Fell running in post‐sport territories

Pages 109-132 | Received 15 Jul 2009, Accepted 16 Sep 2009, Published online: 05 Jul 2010
 

Abstract

Readers should also refer to the journal's website at http://www.informaworld.com/rqrs and check volume 2, issue 2 to view the visual material in colour.

This paper explores the visual, embodied and interactive elements of the post‐sport physical culture(s) of fell running. Fell running is textually represented in the paper as a physical cultural practice with many surface level, or ‘residual’, articulations of mainstream sport, but is deployed by many enthusiasts as a novel praxis of athletic engagement that cultivates communion with the self, others and the environment. By unpacking ethnographic and photo‐elicitation data gleaned through a study of fell running in the English midlands, and drawing from several core concepts in French post‐structural theory, I infographically illustrate the allure of post‐sports like fell running to people who wish to immerse themselves in rather novel contexts of desire‐producing, personally rewarding and spiritual activity. The paper represents how increased recognition and promotion of a broad range of post‐sport cultures within the global athletic ethnosphere might promote mass, and sustained, involvement in physical activity across a range of groups.

Notes

1. This argument by no means implies that mainstream sports are entirely insignificant in religious or spiritual ways. Parry et al. (Citation2007) and Sing (Citation2004) provide two of the best overviews of how religion and spirituality are often interwoven, in incredibly complex ways, into the practice of (mainstream) sports.

2. For a full discussion of the risk of neoliberalism in North America, see Giroux (Citation2005). Here, I fundamentally and politically agree with Giroux’s arguments regarding the structural and cultural insidiousness of late modern neoliberalism, but still question whether or not the liquid modern (Bauman Citation2000) ideological bedrock of contemporary neoliberal culture allows for a heightened degree of questioning and withdrawal from modernist sport practices as a matter of personal freedom and moral responsibility. Giroux (Citation2005) might respond by arguing that we must make sport a more inclusive, safe, accessible and difference accepting space; others, including myself, would argue it is prime time to foster an appreciation for a much wider athletic ethnosphere.

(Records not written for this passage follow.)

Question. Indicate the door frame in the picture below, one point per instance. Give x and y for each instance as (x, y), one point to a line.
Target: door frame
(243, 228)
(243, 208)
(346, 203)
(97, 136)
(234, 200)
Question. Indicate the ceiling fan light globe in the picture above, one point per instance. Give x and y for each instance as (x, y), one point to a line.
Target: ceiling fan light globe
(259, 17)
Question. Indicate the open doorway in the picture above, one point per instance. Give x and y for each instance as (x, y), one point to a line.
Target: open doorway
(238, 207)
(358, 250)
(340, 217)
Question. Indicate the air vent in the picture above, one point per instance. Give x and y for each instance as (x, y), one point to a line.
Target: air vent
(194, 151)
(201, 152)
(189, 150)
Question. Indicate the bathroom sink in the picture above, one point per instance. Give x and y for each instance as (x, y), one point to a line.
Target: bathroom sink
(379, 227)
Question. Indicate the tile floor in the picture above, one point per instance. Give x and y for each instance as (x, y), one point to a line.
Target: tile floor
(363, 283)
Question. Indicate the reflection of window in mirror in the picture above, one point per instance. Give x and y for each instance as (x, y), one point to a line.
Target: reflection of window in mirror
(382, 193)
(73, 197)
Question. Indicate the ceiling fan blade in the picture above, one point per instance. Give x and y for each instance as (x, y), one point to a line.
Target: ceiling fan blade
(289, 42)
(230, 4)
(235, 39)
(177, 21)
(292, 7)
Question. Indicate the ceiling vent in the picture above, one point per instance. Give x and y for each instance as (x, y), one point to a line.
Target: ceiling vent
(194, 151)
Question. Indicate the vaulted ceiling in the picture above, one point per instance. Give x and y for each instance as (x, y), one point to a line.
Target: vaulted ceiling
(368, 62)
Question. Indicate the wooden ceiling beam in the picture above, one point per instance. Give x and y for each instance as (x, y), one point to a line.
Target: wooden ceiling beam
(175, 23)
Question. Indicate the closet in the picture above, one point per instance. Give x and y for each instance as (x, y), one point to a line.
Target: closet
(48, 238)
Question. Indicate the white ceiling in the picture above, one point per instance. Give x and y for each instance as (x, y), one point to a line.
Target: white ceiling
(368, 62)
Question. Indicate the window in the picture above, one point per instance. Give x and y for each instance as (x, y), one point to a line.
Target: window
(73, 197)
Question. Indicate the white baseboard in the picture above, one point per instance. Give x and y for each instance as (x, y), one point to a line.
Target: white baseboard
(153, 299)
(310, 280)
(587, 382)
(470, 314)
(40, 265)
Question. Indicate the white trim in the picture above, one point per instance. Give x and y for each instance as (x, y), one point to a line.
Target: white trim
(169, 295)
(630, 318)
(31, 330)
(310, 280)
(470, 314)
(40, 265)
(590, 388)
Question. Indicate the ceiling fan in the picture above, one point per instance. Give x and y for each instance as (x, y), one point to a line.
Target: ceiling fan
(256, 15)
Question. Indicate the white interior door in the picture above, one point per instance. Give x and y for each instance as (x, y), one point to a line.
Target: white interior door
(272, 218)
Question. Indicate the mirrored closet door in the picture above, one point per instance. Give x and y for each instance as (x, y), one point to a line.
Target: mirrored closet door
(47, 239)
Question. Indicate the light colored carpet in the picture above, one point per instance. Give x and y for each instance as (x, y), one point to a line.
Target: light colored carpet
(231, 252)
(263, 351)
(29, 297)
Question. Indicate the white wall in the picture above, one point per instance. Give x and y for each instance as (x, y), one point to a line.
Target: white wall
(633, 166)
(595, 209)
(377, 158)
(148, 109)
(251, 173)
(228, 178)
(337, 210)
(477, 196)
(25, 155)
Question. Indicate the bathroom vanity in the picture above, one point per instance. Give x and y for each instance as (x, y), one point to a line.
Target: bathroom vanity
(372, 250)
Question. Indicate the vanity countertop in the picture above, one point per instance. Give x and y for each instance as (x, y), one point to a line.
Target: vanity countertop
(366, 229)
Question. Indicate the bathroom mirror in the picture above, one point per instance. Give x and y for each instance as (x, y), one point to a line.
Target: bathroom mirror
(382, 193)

3. Anyone familiar with fell running knows there is a considerable culture of serious racing enthusiasts who approach the practice as a mainstream sport. Competitions can be incredibly competitive, and act as feeder systems into international cross‐country and mountain racing challenges and figurations. Like any athletic practice, fell running is not immune to modernist sport ideologies and constructions. This paper in no way implies that fell running is entirely devoid of modernist sport trappings, but rather that a significant population of the runners downplay or even eschew outright the competitive, sporting aspects of the practice.